Having accurate, up-to-date, comprehensive, and analysis-ready data is undoubtedly one key to improving healthcare, a trend reflected by the increasing emphasis on data interoperability and patient access to data by Medicare and healthcare payers. The more tools we can use to improve these data components, the better we can treat patients. That’s why Veradigm is committed to improving access to, utility of, and effectiveness of healthcare data: to achieve better care.
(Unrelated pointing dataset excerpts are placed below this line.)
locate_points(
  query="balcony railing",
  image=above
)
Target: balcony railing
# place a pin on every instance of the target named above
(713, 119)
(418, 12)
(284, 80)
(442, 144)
Healthcare treatment can be broken down into three essential components: patient health history, physical exam, and testing. Translating these components into analysis-ready data is a significant challenge. Start with the health history: Imagine a patient with pain who can describe the severity, location, timing, frequency, and type of pain experienced along with associated symptoms. However, when asked what makes the pain better or worse, the patient explains that the pain worsens when they are in certain body positions at certain times of day. This type of information does not lend itself to data capture; it needs a “human element” to interpret and record.
Physical exam findings are more data-friendly but can still be difficult to capture fully. One common example I witnessed while in training in Pediatrics is slipped capital femoral epiphysis (SCFE). A teenager can have pain in the groin, inner thigh, or knee; stiffness and decreased ability to rotate the leg; along with changes in gait. However, many other lower extremity conditions can cause similar symptoms. Making this diagnosis usually requires some experience with the condition and the subtleties of the exam.
Testing generates the types of information most likely to be amenable to data capture. However, even testing has “gray areas.” During residency, I recall frequently having to ask Radiologists to review imaging studies even after the studies were “officially” read. Doctors caring for patients on the floor would describe the patient history and physical findings to the Radiologist, along with the areas of clinical concern and suspicion. The Radiologist would review the studies again with those doctors, answering questions. Occasionally, these meetings even led to changes in the Radiologist’s “official” reading based on the new information.
Although healthcare will always require human expertise and input impossible to capture with data alone, a significant portion of healthcare information can be captured and interpreted in structured data. Making the capture and delivery of such data simple and effective is critical to improving healthcare. Doing so helps healthcare providers see the “big picture” more quickly and clearly, while furnishing more time to spend on the essential human “art” of supporting health.